A limitation of our current study is that samples were available only up to 2 hours after hospital admission and, thus, we cannot rule out the possibility that A3 receptor expression may change during the early phase after injury. Thus we could not evaluate PMN activation and A3 receptor expression immediately after injury in the out-of-hospital setting when hypertonic saline would normally be administered. We know from our in vitro studies with PMNs from healthy volunteers that exposure of the cells to fMLP results in a rapid increase in A3 surface expression within the first 15 minutes (unpublished data, W. Junger) and thus it is likely that the response to injury may be equally rapid. Another limitation is that we were not able to measure the functional status of PMNs in the current study. However, previous studies have shown that PMNs from injured patients are activated, featuring increased CD11b expression as early as 1 hour after injury (21).
We also did not study the expression of the other major adenosine receptor of PMN, the A2a receptor, which suppresses PMN activation and thus may counteract the effects of A3 receptors. There is currently no commercial available antibody which recognizes the extracellular domain of the A2a receptor. The use of antibodies which recognize the intracellular domain would have been impossible as this approach would require permeabilization of the cells.. Finally, while we demonstrated a significant association between increased A3 receptor expression and severity of injury, we were unable to demonstrate any significant difference associated with patient outcomes. There was a trend toward higher A3 expression among patients who subsequently developed ARDS, but this did not reach statistical significance. It is likely that the sample size for this study limited our outcome analysis.
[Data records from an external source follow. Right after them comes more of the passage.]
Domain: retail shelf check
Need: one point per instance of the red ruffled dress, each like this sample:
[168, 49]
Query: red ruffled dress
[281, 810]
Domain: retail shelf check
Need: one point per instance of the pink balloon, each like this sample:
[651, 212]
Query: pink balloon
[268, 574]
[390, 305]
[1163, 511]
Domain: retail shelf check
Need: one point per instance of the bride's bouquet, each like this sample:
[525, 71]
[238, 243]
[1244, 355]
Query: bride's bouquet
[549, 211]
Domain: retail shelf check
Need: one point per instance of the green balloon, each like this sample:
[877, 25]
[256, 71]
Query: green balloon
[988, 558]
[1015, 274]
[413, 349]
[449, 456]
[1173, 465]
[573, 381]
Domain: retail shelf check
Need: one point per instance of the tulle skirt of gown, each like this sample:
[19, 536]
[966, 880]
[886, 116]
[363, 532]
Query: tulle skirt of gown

Hypertonic resuscitation has been of clinical interest for over 30 years and hyperosmotic treatment is commonly used to manage intracranial hypertension in patients with traumatic brain injury. Further studies are needed to continue to examine the mechanisms underlying post-injury inflammation in order to better define the therapeutic role of this approach following severe injury or sepsis.